Focusing as it does on personal horrors, The Premonition takes a deliberately paced approach to storytelling. The film unfolds slowly and steadily. Modern viewers may find it a bit slow and overly clinical. It does not hand-hold the viewer, often refraining from what it shows and leaving some things unstated. This does lead to a little bit of confusion when it comes to character motivations, though. It is not always clear as to why some characters are acting as they are. Interestingly enough, this is not much of a problem while viewing The Premonition, as character motivations appear to make sense at the time and within the film’s framework. It is only after viewing and reflecting upon it that one may find inconsistencies of behavior and muddled motivations.
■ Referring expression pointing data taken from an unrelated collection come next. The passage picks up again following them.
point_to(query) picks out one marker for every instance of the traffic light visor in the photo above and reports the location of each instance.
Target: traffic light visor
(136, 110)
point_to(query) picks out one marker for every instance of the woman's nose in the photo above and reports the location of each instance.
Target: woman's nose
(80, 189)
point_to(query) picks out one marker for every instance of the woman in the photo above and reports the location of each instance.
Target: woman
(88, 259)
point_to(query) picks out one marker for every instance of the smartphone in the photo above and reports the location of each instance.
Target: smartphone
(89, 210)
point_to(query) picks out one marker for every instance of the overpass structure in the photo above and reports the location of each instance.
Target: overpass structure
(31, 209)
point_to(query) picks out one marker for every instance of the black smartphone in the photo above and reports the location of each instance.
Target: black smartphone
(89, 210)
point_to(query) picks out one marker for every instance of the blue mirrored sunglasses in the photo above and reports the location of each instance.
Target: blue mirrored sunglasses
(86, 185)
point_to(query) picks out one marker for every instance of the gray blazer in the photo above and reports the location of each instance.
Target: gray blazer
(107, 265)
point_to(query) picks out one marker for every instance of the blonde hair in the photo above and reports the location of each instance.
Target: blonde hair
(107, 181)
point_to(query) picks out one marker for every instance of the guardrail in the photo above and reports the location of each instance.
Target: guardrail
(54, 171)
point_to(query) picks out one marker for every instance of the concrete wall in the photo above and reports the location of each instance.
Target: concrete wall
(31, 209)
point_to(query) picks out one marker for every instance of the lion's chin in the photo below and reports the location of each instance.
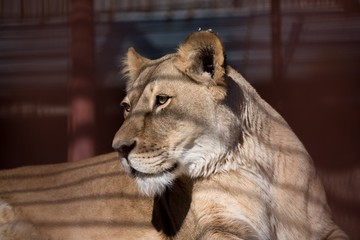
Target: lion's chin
(154, 186)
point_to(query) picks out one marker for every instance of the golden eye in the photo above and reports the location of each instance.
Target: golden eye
(161, 99)
(126, 106)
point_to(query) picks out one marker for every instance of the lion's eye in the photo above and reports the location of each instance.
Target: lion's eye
(126, 106)
(161, 99)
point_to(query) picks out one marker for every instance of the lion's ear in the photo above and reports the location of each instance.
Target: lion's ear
(133, 64)
(202, 57)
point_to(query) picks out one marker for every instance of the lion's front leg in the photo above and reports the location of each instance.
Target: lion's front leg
(239, 232)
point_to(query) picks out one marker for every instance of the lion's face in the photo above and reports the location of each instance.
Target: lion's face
(175, 121)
The Premonition is very much of its era, taking a scientific / pseudo-scientific approach to the supernatural as is common for other films of the early to mid-1970’s. While the horrors faced by the characters are very personal, the clinical aspects of the plot lessen the emotional impact of the story. Moderate viewers may find it a bit too deliberately paced for their liking, though fans of mid-70’s parapsychology films may enjoy its time-capsule-like representation of an era.